Byles ha spiegato: “Quando ho iniziato nel 2018, mi occupavo degli sponsor e della gestione dei social. Ho fatto crescere l'account del team, passando da 2.000 a quasi 100.000 follower, un buon risultato. E anche il team è cresciuto. Toprak Razgatlioglu nel 2021 ha vinto il Campionato con noi; Andrea Locatelli è al suo sesto anno e c'è anche Xavi Vierge, mentre nel WorldWCR Beatriz Neila come compagna di box ha Chloe Jones. Nel corso degli anni mi sono state assegnate maggiori responsabilità. Quando studiavo, sapevo che avrei dovuto adattarmi per lavorare nel motorsport. Con la mia laurea in giornalismo, con corsi in design, fotografia, video… ora parte del mio lavoro è anche quello di assicurarmi che il design del box, il camion, gli indumenti e le tute dei piloti siano coerenti. I compiti di cui mi occupo sono talmente ampi che metto in campo tutte le capacità che ho acquisito negli ultimi 17 anni”.
PRESSIONE, ORGOGLIO E PROSPETTIVA…
Come per tanti in Yamaha, è ben stampato in mente il ricordo di quel 2021. I festeggiamenti eccentrici di Toprak ne sono diventati il marchio di fabbrica e in termini logistici la celebrazione del primo titolo mondiale del turco è frutto del lavoro di Byles che prima della gara decisiva ha coordinato tutto, dalla tuta dorata all'hamburger per festeggiare.

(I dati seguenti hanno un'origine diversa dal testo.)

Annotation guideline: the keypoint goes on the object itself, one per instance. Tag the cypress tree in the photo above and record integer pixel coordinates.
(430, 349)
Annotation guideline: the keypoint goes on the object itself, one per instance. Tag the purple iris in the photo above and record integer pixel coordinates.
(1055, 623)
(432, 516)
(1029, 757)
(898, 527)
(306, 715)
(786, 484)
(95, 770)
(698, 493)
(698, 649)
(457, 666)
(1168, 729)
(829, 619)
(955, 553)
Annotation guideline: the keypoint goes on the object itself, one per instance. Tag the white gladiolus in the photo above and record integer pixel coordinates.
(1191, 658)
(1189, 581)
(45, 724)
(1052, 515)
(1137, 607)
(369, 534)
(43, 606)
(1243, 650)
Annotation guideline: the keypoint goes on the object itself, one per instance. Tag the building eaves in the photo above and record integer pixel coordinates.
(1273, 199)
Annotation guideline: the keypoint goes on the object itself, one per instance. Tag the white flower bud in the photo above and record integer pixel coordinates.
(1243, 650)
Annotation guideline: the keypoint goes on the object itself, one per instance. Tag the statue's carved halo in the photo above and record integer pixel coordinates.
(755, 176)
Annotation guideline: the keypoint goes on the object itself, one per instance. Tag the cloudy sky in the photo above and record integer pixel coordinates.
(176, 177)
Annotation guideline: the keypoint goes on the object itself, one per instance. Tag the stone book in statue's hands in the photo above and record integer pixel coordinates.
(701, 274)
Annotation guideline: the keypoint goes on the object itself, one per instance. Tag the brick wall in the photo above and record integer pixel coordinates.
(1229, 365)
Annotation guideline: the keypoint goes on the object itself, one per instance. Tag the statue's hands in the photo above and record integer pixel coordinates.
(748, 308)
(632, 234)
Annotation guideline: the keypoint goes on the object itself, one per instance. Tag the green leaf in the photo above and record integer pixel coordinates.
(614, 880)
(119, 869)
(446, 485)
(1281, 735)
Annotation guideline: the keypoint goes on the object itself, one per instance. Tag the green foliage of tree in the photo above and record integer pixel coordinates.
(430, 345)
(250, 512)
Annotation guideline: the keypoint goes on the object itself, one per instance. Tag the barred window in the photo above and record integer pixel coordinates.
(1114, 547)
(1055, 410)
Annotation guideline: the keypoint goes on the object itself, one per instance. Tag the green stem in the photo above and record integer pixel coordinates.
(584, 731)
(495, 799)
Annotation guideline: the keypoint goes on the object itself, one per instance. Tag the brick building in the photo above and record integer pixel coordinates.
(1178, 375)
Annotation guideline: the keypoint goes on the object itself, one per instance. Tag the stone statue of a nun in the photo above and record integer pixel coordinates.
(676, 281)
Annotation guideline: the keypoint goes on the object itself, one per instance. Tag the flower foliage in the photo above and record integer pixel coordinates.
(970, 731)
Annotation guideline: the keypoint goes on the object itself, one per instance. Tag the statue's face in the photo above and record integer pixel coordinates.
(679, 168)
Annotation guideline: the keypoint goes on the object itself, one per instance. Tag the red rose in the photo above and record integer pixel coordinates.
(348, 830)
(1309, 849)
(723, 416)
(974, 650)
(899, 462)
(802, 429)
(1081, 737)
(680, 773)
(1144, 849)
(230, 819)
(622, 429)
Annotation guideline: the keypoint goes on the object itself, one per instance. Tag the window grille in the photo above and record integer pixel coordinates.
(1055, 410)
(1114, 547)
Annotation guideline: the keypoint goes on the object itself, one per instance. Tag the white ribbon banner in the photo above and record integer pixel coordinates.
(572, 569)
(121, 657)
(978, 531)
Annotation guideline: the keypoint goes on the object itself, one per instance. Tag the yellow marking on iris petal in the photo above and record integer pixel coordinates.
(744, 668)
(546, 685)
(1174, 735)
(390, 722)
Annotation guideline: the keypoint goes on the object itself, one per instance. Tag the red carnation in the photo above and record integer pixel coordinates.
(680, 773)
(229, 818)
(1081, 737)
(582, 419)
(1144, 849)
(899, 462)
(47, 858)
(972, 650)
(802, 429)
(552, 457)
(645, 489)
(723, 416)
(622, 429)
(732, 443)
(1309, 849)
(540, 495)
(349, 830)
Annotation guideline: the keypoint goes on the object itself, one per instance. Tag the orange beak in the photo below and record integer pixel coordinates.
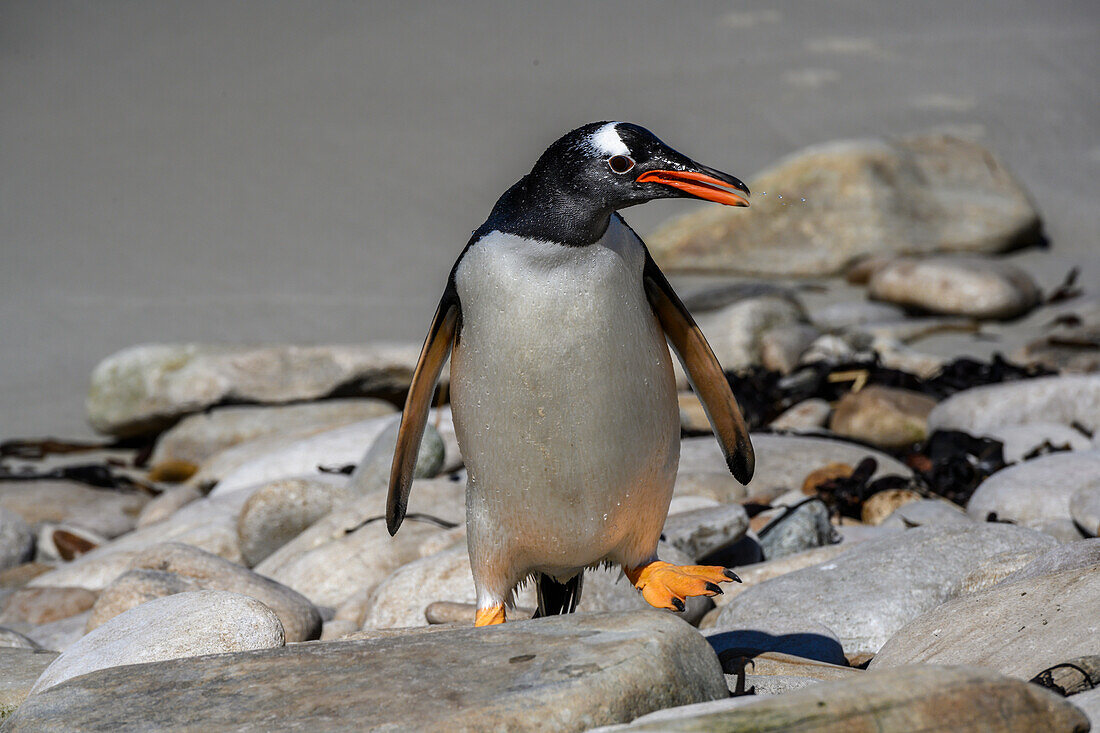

Byles ha detto: “Il mio momento di maggior orgoglio è stato far parte del team che nel 2021 ha vinto il Campionato. L'ultima settimana in Indonesia non ho dormito molto bene. Ricordo che in Argentina Dorna ci chiese cosa avessimo in programma in caso di vittoria ma io non lo avevo mai fatto prima! Dovevo avere la certezza che tutto sarebbe andato bene, che la tuta dorata avesse gli sponsor, che la maglietta portasse i nomi di tutti i membri del team sulla schiena... Paul mi chiese di portare Toprak a mangiare un hamburger il giovedì sera prima di vincere il Campionato, solo per essere sicuro che si facesse una bella mangiata e che lo facesse sentire bene. È davvero un ricordo bellissimo”.
DONNE CHE SOSTENGONO DONNE
Il paddock del WorldSBK e i box del WorldWCR sono diventati la sua seconda casa, contesti che apprezza molto e in cui è possibile socializzare, tratto inusuale nel motorsport ad alto livello.
“Venendo dai rally - spiega Byles - non avrei mai pensato che mi sarebbero piaciute così tanto le competizioni di velocità in circuito. Le gare di moto sono molto emozionanti; in Formula 1 non vedi tre piloti appaiati nella stessa curva. E in questo senso non c'è piattaforma migliore di una competizione monomarca, come quella che Yamaha ha contribuito a creare nel WorldWCR. Inoltre, questo paddock è molto aperto. Siamo rivali in pista ma possiamo socializzare e parlare con altri team se c'è un problema; ci si aiuta a vicenda. Oggi c'è un gruppo incredibile di donne che ricoprono qualunque ruolo nel WorldSBK, e vedere che non ci sono barriere mi fa sentire orgogliosa di far parte di questo sport”.